One year my elderly neighbor, Mr. Cook, came home from his shop with a large box of wooden blocks he had troubled himself to make out of scraps meant for the discard pile. They were hard wood, and he had sanded each edge to make them safe, and more important to me, stackable. I was maybe five at the time, with no real sense of how much time this might have taken him or how extraordinary it was for him to go out of his way to make them for me, a kid he barely knew. Those blocks kept me occupied for years. I would build fortresses with inner buildings and outer walls and populate each nook and cranny with one of my green and grey soldiers, or as we called them then “army men.” I was lucky enough to have a basement corner all to myself, so my creations could stay up for weeks and the story of conquest and survival could go on and on.
Those blocks? I still have them. My daughter played with them when she was young, and now that she is an adult, we pull them out when friends with young children come over.
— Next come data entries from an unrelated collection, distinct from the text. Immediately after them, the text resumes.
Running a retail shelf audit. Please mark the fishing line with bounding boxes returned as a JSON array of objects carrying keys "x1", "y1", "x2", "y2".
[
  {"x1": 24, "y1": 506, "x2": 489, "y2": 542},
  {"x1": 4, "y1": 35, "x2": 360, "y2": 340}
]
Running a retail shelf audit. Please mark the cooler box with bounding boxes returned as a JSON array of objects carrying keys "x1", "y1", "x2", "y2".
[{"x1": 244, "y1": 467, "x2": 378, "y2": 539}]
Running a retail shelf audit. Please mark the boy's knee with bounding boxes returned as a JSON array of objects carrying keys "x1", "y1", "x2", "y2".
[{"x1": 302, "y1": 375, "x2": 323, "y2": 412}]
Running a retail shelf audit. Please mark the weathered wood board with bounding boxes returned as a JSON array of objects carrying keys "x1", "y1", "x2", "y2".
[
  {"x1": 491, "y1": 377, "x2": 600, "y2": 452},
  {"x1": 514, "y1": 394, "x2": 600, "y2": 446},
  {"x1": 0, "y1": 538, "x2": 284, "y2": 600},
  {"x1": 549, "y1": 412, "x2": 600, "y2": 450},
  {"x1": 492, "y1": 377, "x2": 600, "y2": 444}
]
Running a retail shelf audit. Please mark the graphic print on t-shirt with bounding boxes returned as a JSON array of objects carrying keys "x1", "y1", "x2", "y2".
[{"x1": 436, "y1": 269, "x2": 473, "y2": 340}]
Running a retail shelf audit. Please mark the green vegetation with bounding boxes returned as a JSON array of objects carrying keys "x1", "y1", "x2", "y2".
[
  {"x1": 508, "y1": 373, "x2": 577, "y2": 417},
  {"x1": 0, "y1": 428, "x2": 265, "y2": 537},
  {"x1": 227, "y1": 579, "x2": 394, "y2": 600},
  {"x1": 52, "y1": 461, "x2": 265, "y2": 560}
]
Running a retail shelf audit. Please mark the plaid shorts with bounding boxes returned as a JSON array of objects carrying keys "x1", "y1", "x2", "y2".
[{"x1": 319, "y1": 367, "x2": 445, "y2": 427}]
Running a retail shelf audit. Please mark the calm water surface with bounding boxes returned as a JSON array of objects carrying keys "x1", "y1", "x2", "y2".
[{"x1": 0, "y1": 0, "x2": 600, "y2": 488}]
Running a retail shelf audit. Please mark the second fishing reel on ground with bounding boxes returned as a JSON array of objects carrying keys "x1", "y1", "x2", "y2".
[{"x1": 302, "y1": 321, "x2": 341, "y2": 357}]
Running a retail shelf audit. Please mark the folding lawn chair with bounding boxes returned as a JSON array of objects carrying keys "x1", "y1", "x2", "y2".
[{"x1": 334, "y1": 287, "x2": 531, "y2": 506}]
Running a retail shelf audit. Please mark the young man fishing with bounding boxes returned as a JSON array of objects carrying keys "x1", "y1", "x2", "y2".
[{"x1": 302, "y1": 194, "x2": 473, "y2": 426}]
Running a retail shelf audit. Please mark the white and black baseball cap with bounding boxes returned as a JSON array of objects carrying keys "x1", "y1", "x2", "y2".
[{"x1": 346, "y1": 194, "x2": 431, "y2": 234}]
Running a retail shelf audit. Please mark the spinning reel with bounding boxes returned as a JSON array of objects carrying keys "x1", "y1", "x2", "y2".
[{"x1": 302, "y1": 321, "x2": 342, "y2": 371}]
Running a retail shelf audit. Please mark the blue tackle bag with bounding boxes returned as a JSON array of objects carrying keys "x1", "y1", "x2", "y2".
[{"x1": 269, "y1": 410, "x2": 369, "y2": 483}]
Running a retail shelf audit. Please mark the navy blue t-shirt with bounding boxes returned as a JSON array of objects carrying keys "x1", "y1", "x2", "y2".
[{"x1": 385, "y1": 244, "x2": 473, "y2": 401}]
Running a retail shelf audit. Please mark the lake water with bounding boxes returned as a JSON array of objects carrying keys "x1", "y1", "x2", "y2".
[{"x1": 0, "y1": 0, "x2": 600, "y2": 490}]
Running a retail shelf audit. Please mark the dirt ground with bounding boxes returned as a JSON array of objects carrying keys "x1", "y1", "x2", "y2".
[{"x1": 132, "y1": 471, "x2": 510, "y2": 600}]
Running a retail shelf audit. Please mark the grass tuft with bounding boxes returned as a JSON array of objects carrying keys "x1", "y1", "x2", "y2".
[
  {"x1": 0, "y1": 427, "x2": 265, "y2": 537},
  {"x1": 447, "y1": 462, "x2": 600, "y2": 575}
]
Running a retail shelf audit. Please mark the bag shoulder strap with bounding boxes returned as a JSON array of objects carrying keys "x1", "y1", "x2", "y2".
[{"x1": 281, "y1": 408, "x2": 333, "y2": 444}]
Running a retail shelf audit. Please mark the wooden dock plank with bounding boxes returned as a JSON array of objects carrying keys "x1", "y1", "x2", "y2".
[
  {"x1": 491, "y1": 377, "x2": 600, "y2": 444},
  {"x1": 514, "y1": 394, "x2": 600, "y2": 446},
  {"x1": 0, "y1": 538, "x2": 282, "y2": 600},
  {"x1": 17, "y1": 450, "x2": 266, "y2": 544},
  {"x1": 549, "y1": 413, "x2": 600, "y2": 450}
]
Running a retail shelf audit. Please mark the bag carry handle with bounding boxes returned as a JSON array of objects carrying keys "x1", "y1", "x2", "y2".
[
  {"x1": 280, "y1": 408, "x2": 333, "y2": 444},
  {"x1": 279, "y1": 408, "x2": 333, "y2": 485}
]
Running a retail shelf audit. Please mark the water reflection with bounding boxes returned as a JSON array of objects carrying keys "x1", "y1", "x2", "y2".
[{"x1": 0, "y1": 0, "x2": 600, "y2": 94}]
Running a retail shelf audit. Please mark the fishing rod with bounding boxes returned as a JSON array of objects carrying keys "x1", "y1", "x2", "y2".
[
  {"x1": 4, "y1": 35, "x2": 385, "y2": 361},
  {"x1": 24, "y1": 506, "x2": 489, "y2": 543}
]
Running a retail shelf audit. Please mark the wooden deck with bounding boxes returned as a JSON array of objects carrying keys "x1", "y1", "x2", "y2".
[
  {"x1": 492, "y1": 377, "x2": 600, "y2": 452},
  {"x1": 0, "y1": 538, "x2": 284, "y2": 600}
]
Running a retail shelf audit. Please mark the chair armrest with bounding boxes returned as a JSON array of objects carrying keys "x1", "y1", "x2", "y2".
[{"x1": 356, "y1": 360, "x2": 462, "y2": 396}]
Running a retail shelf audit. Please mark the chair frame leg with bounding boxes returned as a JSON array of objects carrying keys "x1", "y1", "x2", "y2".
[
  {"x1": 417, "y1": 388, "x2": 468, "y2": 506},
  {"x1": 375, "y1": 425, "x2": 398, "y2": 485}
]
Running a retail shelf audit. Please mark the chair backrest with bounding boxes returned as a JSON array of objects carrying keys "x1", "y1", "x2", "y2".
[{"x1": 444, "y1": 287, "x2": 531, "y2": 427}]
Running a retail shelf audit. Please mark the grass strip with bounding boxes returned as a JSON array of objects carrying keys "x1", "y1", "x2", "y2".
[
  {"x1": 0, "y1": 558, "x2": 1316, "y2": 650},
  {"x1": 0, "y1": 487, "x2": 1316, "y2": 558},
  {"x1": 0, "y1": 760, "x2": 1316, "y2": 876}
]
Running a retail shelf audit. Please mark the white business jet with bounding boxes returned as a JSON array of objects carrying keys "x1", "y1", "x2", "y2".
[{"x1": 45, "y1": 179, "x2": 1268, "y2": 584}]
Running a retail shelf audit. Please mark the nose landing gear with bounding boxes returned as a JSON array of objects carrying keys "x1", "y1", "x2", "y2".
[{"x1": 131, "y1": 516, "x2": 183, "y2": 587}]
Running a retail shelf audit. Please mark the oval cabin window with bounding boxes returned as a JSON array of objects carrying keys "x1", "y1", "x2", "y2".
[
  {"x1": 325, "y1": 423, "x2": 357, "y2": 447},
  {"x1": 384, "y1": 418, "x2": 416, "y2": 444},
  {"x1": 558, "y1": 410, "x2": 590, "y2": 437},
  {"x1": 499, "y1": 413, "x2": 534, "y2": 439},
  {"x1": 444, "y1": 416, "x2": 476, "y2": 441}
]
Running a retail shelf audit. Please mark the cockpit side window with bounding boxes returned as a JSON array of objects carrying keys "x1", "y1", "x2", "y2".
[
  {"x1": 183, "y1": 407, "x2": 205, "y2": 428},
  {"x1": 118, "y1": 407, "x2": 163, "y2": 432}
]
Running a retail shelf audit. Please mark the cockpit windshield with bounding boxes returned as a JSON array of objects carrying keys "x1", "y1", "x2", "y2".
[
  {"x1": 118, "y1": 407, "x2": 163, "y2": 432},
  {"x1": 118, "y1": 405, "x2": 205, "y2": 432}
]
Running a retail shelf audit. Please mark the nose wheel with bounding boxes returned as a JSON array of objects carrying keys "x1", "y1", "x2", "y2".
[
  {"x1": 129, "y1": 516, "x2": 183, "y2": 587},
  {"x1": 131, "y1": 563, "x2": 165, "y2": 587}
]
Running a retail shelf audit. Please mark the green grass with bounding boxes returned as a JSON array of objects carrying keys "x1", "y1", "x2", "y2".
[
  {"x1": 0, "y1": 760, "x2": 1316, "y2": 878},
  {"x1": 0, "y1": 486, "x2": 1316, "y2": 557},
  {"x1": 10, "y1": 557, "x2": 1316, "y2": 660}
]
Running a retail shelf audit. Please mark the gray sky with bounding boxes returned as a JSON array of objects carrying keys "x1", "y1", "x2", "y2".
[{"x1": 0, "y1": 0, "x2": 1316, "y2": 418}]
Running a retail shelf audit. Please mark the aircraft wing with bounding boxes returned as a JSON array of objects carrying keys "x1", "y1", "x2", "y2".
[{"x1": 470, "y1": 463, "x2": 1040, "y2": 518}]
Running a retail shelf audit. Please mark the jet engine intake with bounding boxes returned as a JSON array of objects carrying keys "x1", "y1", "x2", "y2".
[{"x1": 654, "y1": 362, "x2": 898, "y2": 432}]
Talk about durable.
What are your specific toy memories from long ago? Were those toys handmade, factory-made, wooden or plastic? Were they interactive? Were they new or hand-me-downs?
My examples are decidedly male of course, so I’m curious to hear from the feminine side. Did girls play with blocks and cars? Did they covet their brothers’ forts and army men? Or were they happier on their side of the toy story?
What was your favorite toy?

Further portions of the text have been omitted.